It seemed have helped in the Ma Bell[0] days[1].

[0] - https://en.wikipedia.org/wiki/Bell_System

[1] - https://en.wikipedia.org/wiki/Breakup_of_the_Bell_System




Splitting a large monopoly into smaller territorial monopolies gets you all the drawbacks of a monopoly with none of the benefits of centralization. Pretty much a total loss. Improvement in US telecom probably had more to do with demonopolization wholesale at the national level rather than the formation of the baby bells.. which pretty much all failed.


>...rather than the formation of the baby bells.. which pretty much all failed.

The general premise is that the smaller companies allows competition to enter the market. It is precisely because of this competition that the smaller bells all failed - because they were still stuck in the mentality that they needn't compete, whilst also lacking the resources to drive the competition out of town (e.g.: lobbying, buy them out, etc.). They didn't control the whole chain, anymore.

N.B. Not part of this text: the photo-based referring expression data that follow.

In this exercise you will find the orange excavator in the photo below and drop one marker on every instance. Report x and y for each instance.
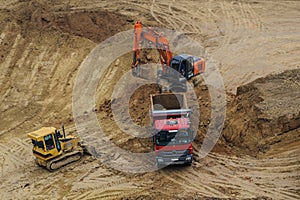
(187, 65)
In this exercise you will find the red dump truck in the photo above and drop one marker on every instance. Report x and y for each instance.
(171, 129)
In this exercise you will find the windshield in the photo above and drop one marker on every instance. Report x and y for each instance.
(39, 144)
(165, 138)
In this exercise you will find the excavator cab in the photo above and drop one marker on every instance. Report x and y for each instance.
(186, 65)
(51, 149)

That's supposed to be the idyllic of the capitalist system, yeah?

I'm genuinely not trying to be contrarian, here, but trying to understand how breaking up a monopoly, such as Bell, didn't have any direct consequences on the territorial monopolies.

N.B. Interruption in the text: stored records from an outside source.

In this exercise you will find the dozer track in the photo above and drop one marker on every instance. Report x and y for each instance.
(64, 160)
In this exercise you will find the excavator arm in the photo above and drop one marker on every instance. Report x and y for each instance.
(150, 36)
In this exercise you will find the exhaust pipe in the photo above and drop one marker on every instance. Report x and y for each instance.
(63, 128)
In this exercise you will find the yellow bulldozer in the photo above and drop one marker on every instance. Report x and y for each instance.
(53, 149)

For example, if Bell had an agreement with 'x' area that they were the sole provider in that area, then as soon as they were no longer Bell, that monopoly agreement essentially hit dissolution, yeah? In principle, that should have an almost immediate net-positive effect on the area, I would think?


How did the Baby Bells fail? AT&T and Verizon are Baby Bells that merged with other Baby Bells.

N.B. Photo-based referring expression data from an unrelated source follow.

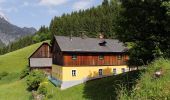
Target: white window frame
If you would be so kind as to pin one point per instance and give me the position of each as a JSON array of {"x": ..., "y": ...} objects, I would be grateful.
[
  {"x": 123, "y": 70},
  {"x": 100, "y": 72},
  {"x": 114, "y": 71},
  {"x": 74, "y": 57},
  {"x": 74, "y": 73}
]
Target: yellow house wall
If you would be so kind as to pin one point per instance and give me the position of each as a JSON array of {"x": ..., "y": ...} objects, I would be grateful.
[
  {"x": 84, "y": 72},
  {"x": 57, "y": 72}
]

They did drive out the competition. The Baby Bells inherited the existing infrastructure. Most competing carriers relied on regulations that allowed them to lease access at wholesale rates. The Baby Bells got those regulations overturned. Investors weren't lining up to fund duplicate infrastructure anyway but especially not when the Baby Bells could tie up any project in court for months or years.

Dividing a national monopoly into regional monopolies did almost nothing to improve competition. Vertical disintegration did while it lasted.

The only companies that really managed to compete with the Baby Bells were cable companies, which had built out infrastructure before they started competing.